Para o pesquisador Cláudio Beato, é bobagem querer policiais honestos numa sociedade cheia de corrupção

Professor afirma ver a necessidade de um sistema de controle das atividades policiais muito mais rigoroso

ITALO NOGUEIRA
DO RIO

O crime organizado só existe com a participação da polícia. Essa é a avaliação do sociólogo Cláudio Beato, diretor do Crisp (Centro de Estudos em Criminalidade e Segurança Pública) da UFMG (Universidade Federal de Minas Gerais).
Para ele, a corrupção no Rio de Janeiro tem "raízes históricas" e é "bobagem" crer em policiais "anjinhos" enquanto a sociedade brasileira convive com escândalos de corrupção. Beato diz que o Estado precisa de ações mais rígidas contra o desvio policial, como foi feito nos Estados Unidos, e defende Corregedorias independentes.

Folha - Por que casos de corrupção policial se repetem?
Cláudio Beato - É uma bobagem achar que teremos uma polícia de anjinhos com uma sociedade com tantos escândalos de corrupção.
Em Hong Kong, onde fizeram uma reforma grande da polícia nos anos 70, eles a inseriram numa perspectiva maior, no combate à corrupção no serviço público em geral.
No caso do Rio, há ainda raízes históricas, como a ligação com o jogo do bicho.
E há problemas organizacionais. Precisamos ter mecanismos de controle externo e interno da polícia mais afiados.


A corrupção na cúpula não é mais preocupante?
Isso é algo marcante no Rio. Essa euforia com as UPPs [Unidades de Polícia Pacificadora] acabou obscurecendo o fato de que há muita coisa a ser feita. Uma delas é a reforma da polícia.


Como ela poderia auxiliar no combate à corrupção?
Não existe nenhum caso de controle da criminalidade violenta sem um processo de reforma muito acentuado.
Em Nova York houve na década de 90 um processo de limpeza da polícia muito acentuado. A polícia de lá não era muito diferente da brasileira até os anos 80.


Tendo em vista a raiz histórica do problema no Rio, seria um exemplo a ser tomado?
É uma política de tolerância zero. Mas não faz sentido usá-la contra policiais.

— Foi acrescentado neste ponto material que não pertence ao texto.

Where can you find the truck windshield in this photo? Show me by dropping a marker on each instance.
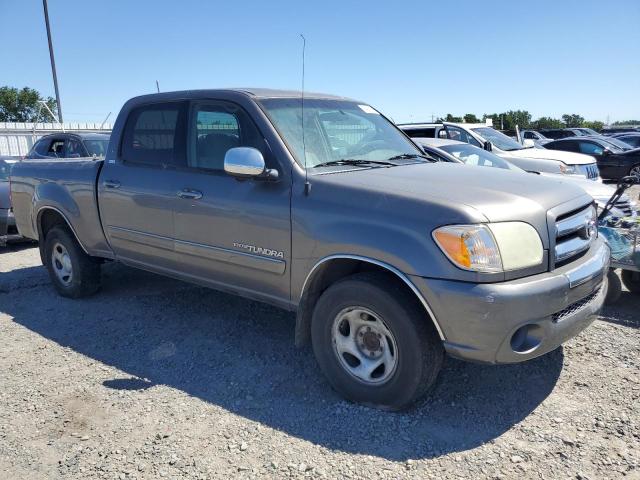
(338, 131)
(96, 148)
(498, 139)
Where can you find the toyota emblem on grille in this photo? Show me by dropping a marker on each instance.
(589, 231)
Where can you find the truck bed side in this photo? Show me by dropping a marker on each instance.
(66, 187)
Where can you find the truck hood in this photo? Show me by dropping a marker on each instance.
(498, 195)
(570, 158)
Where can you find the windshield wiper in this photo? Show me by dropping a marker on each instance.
(408, 156)
(354, 162)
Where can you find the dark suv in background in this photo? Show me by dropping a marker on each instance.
(615, 158)
(70, 145)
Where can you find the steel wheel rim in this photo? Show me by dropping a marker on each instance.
(61, 262)
(364, 345)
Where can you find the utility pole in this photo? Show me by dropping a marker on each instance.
(53, 62)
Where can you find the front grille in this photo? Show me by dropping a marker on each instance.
(576, 306)
(575, 232)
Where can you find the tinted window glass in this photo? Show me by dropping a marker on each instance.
(590, 148)
(42, 147)
(74, 149)
(154, 135)
(455, 133)
(96, 148)
(566, 146)
(56, 149)
(421, 132)
(220, 127)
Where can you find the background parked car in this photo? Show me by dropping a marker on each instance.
(527, 158)
(8, 229)
(452, 151)
(70, 145)
(631, 139)
(557, 133)
(615, 158)
(536, 137)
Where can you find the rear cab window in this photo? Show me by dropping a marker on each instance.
(217, 126)
(154, 135)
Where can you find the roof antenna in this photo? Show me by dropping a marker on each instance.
(307, 185)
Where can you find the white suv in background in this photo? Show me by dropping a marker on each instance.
(527, 158)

A corrupção no Rio é pior?
É pior, por causa do fenômeno das milícias. Elas conseguem contaminar as representações políticas, a Assembleia [Legislativa], as Câmaras Municipais, as lideranças comunitárias.
Não digo que não ocorra em outros Estados. Acho, inclusive, que isso [a investigação de crime cometidos por policiais] deveria ser tarefa da Polícia Federal.
E não existe crime organizado sem polícia envolvida.


Por quê?
Por definição. O crime só se torna organizado quando tem ao lado dele agentes do serviço público, da polícia...


As Corregedorias não têm condição de controlar?
Temos um modelo muito desfavorável. O delegado da Corregedoria, no ano seguinte, vai trabalhar ao lado do policial que ele investigou.
Nos Estados Unidos, os policiais morrem de medo da Corregedoria.